Thursday, November 12

Aaa ben Barselonadaymisimlardamisinizki ?


MBA insan hayatini somurebiliyormus. Ilk 2 ayda bunu gorduk, yazdik, anlattik, yasadik. Dunyanin en 'tatli' sehrinde mba yapmak inanin Amerika'nin kervan gecmez bir koyunde okumaktan kat be kat daha zor. Sol kol kitaplara uzanirken sag kol sarabi dengede tutmaya calisiyor. Surekli bir ic savas, ben kimim, burda ne yapiyorum, hayat bumudur, degilse nedir sorulari beyinde cirit vaziyetinde.
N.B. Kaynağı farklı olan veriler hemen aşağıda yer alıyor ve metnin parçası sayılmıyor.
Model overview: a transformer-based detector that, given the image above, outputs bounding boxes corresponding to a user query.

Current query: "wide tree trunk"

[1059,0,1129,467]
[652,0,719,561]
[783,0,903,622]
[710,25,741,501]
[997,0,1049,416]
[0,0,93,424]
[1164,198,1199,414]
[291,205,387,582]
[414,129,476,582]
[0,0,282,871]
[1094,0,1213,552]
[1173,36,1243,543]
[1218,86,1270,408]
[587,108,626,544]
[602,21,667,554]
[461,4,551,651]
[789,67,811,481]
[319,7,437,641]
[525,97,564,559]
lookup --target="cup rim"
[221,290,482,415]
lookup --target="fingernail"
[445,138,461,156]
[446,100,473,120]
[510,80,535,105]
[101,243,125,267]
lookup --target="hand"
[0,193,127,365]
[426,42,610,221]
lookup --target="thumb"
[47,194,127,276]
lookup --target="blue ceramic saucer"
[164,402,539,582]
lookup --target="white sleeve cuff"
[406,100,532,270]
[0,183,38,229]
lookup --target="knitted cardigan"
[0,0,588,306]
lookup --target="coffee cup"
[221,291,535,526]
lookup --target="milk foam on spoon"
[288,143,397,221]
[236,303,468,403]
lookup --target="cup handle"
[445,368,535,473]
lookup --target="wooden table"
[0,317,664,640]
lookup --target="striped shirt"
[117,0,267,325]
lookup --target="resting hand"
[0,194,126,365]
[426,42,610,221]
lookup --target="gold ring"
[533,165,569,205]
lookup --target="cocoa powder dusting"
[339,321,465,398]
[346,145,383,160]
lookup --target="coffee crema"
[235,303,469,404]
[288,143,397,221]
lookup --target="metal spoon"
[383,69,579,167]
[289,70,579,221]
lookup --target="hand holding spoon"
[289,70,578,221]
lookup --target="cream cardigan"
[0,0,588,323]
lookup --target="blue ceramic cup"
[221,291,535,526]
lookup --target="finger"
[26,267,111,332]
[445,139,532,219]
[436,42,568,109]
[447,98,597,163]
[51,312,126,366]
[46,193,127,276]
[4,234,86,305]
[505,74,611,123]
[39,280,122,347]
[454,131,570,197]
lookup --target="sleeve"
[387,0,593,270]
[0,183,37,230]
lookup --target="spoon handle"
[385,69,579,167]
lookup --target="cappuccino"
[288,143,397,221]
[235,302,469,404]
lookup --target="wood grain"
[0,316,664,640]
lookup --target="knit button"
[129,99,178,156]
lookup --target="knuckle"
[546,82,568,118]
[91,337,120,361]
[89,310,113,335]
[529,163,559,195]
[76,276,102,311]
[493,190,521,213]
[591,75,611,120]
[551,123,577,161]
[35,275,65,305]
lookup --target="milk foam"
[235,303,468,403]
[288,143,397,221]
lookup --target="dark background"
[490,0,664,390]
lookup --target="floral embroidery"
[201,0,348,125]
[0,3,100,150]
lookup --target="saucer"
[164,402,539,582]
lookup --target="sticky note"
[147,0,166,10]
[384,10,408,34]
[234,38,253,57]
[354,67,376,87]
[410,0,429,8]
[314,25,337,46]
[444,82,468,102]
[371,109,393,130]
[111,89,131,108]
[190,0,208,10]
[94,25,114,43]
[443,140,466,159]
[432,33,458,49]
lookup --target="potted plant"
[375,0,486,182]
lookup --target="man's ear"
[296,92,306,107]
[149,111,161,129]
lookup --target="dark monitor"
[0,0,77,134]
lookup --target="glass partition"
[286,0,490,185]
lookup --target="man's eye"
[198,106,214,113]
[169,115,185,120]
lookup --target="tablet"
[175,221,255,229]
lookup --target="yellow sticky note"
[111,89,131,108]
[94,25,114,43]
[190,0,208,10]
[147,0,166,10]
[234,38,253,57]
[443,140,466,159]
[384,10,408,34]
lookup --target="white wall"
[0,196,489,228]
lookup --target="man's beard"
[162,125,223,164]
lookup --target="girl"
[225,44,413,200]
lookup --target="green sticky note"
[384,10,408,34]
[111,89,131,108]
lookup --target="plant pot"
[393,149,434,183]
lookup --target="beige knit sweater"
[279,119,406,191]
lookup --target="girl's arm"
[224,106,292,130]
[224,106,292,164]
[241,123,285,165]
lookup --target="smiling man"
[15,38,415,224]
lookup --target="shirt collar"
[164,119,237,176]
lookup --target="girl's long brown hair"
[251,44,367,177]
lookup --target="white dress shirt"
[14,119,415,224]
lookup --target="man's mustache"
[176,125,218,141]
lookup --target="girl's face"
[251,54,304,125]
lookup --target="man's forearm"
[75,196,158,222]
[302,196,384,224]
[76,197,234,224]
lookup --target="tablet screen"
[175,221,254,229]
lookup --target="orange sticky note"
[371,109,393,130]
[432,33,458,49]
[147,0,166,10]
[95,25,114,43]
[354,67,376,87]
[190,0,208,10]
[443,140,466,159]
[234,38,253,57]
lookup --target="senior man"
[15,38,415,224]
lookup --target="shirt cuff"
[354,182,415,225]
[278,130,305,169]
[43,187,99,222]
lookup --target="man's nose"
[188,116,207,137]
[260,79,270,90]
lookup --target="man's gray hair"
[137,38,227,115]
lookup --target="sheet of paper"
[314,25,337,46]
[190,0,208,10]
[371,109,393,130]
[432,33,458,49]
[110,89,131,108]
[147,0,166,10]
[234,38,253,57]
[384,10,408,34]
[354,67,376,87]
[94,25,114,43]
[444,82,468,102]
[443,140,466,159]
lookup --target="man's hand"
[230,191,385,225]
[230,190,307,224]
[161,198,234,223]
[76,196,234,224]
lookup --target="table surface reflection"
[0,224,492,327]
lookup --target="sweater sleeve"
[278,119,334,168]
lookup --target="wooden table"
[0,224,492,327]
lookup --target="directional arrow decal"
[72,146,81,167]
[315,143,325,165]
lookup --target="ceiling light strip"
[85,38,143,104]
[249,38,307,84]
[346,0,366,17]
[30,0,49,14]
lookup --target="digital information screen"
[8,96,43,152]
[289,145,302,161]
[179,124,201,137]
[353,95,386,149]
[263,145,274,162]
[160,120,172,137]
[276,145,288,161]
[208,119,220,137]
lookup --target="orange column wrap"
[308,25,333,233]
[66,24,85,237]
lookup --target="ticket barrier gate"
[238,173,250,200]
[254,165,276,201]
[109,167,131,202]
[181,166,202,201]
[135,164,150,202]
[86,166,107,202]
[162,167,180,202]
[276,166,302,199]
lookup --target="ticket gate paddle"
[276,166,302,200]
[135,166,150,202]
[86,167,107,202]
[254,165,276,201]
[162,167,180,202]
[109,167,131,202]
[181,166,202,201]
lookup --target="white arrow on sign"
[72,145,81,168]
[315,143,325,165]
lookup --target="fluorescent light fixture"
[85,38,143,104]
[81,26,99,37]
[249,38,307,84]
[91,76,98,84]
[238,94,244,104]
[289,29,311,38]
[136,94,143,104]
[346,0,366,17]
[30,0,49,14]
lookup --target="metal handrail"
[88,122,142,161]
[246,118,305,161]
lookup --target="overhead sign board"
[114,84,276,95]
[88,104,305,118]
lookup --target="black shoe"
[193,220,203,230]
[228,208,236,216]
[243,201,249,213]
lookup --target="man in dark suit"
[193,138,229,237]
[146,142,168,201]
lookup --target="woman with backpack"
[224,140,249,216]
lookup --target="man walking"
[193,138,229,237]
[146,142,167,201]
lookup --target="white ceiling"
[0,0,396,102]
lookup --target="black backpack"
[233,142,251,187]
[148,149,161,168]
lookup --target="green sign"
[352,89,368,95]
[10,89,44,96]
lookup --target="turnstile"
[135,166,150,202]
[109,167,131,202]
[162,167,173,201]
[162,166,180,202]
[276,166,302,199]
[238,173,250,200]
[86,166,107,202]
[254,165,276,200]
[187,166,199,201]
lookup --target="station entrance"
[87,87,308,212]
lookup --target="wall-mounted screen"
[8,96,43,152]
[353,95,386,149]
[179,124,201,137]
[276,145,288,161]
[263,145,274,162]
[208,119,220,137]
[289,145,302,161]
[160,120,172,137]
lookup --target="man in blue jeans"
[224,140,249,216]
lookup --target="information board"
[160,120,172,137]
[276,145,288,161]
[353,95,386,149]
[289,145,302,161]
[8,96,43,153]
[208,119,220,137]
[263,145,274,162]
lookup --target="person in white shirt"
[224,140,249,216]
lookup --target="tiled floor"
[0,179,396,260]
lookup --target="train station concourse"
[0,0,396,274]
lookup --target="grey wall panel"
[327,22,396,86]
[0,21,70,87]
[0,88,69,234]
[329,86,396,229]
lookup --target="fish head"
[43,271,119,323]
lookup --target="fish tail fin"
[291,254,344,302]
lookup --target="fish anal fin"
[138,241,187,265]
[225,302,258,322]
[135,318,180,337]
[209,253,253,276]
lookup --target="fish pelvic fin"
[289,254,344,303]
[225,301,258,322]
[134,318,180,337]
Taa ki... Kendimizi La Champagneria'ya atip Lupin ile bir sise rosa cava - pembe ispanyol icadi sampanya- ile tum dertlerimizden kurtulana kadar. Kapidan adim atar atmaz, ki atabilirseniz, kendinizi bir yeme-icme savasinda gibi hissedeceksiniz. Cok sukur tapa yemek zorunda kalmadan sampanya icebileceginiz bir mekandasiniz! Konsept: sandwich ve sampanya. Yaninizda zat ile mesafe sifir, nerdeyse ayni hava partikulunu soluyor, havada ucusan ekmek kirintilarini paylasiyorsunuz. Hincahinc tabiri bu mekanda kendini buluyor. Bir o kadar ilginctir ki, mekandan ayrilmak istemiyorsunuz. Bir sise iki sise derken, dunya pespembe, etrafinizdaki muthis kalabalik ve ilkel yeme sartlari evinizde gibi hissettiriyor. Yakin zamana kadar sadece yerliler tarafindan bilinen bu hazine kisa zamanda turistler arasinda muthis populer olmus. Fakat mekan yerli orjinal havasindan hicbirsey kaybetmemis. Barselona'nin beach ve tapas dan ibaret oldugunu zannedenler icin kesinlikle yasanmasi gereken bir deneyim. Burayi ve bu konsepti severseniz bence Barselona'yi tam anlamiyla yasamis ve sevmis olursunuz. Etrafinizi umursamadan, kendi keyfinize odaklanip gercekten dunyayi pespembe gormek icin bir sans! Hepimiz biliriz sonsuz kumsalda denize bakarak keyif yapmayi... Ama guzel sohbet, neseli insanlar ve sudan ucuz cava ile champagneria vazgecilmezligini kanitliyor....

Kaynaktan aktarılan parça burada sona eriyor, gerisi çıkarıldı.